Dozens of students from Sunset and Ridgeview elementary schools and the Moffat County Christian Academy arrived at the Moffat County Fairgrounds on May 2 to take part in a 30-year-old tradition.
“Our theme for the day is that you just can’t have an ag-less day,” Cattlewoman Chris Rhyne said. “We hope it will make the students stop and think about not only the food they eat, but some of the products they use and how close it hits to home for some of those kids who live in rural areas.”
With the help of presenters from the Yampa Valley Electric Association, the Natural Resource Service and a group of dedicated FFA volunteers from Moffat County High School, the Cattlewomen hosted a day-long hands-on agricultural learning experience for dozens of children.
In addition to a wide variety of exhibits — including electricity, agricultural by-products, discerning grass-fed from organic meats, water conservation, farm tractors, ATV safety, horses, milking cows, and animal health — the Cattlewomen added an additional exhibit to teach children about the importance of working dogs.
Outside the pavilion, students watched as volunteers at the working dog exhibit showcased the power of canine noses and their ability to be trained to save lives.
Inside the fairground pavilion, the students had a blast learning how to rope a faux plastic bull and milk a “cow” — rather a cow-print painted bucket with nipples.
Annabelle, a 5-year-old Jersey cow, and her 3-month-old calf, cheered students on with persistent vocal “moos” as they attempted the milking exhibit.
“She’s saying she wants to go home,” Roberta Hume said with a laugh. “But she’s just such a good cow. Jerseys are known for being so sweet. We sure do enjoy them.”
Across from the milking exhibit, Waffles, a 1-year-old miniature Hereford, garnered a lot of attention from a slew of school children.
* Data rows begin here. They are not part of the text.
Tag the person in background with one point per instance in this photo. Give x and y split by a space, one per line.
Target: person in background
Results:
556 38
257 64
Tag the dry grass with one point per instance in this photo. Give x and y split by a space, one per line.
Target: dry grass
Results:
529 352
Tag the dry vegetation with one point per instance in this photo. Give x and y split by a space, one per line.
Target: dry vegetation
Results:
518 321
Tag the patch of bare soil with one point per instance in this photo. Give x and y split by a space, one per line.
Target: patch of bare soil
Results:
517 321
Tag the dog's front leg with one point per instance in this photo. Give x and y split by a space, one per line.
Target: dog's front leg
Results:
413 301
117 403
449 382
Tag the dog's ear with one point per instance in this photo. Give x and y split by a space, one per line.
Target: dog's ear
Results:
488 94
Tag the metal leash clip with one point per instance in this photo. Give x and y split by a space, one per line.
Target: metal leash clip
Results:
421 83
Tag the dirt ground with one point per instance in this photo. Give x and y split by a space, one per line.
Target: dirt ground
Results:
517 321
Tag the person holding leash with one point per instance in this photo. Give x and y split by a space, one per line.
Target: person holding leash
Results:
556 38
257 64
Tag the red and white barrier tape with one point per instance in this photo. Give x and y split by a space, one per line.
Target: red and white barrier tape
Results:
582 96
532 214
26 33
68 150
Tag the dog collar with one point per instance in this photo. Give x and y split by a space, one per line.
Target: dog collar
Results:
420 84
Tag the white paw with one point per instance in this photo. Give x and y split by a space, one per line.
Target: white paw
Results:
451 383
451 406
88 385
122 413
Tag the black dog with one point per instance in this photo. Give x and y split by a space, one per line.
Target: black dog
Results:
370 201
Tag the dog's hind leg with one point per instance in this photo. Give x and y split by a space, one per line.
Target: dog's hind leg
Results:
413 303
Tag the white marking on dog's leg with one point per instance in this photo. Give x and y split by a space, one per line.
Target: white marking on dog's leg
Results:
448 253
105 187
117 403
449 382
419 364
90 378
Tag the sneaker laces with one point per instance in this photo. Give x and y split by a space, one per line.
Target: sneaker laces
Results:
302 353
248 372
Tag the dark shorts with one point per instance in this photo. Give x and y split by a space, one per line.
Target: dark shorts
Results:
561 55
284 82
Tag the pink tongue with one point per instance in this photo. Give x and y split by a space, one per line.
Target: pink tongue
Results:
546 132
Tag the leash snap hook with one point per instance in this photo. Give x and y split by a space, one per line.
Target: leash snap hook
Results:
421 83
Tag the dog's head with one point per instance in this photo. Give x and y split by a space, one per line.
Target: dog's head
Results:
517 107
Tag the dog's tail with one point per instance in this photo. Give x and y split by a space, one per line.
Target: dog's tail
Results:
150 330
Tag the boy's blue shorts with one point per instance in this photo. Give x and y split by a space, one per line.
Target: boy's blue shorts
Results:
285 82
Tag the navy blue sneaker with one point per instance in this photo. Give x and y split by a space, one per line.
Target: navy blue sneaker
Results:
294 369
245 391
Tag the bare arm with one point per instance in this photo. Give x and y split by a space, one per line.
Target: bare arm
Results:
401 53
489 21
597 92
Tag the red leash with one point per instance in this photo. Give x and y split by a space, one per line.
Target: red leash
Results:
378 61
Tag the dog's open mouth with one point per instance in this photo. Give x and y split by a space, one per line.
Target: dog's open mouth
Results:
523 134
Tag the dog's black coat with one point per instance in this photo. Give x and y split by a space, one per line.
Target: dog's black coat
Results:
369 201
“They think it’s a bull because it has horns,” MCHS freshman and FFA volunteer Jentry Bacon said.
Sarah Bacon, a frequent Cattlewomen volunteer, said the fourth-graders always get a kick out of petting the animals.
“I’ve been doing this for quite a few years and the kids always like to pet them,” Sarah said. “I like to pet them too. We have new babies at home, and I just want to pet them.”
Sarah stressed the importance of teaching children early about agriculture.
“We always try to promote the importance of agriculture — especially in this community it is huge,” she said. “They need to realize a lot of the ranchers live off of the ag industry, it’s their income.”
FFA student volunteers Reina Steele, Jolene Rhyne, Aliceson Jones and Bryson Davis educated students about the many products produced by goats.
“A lot of the kids came by and asked them what animal it was, some called them a sheep, and we had to correct them and tell them it’s a goat,” Reina Steele said. “That’s when I realized a lot of them haven’t actually seen livestock animals in real life.”
Not too long ago, the same student FFA volunteers said they remembered taking a memorable fourth-grade field trip to the Cattlewomen’s Ag Day.
“I’m really glad the Cattlewomen puts this on,” Davis said. “I think it’s so important to educate these kids about agriculture because it’s one of the most important things in life. Too often farmers and ranchers are in the shadows, because there’s such focus on doctors, lawyers, but these guys are the real troopers and soldiers that make America great.”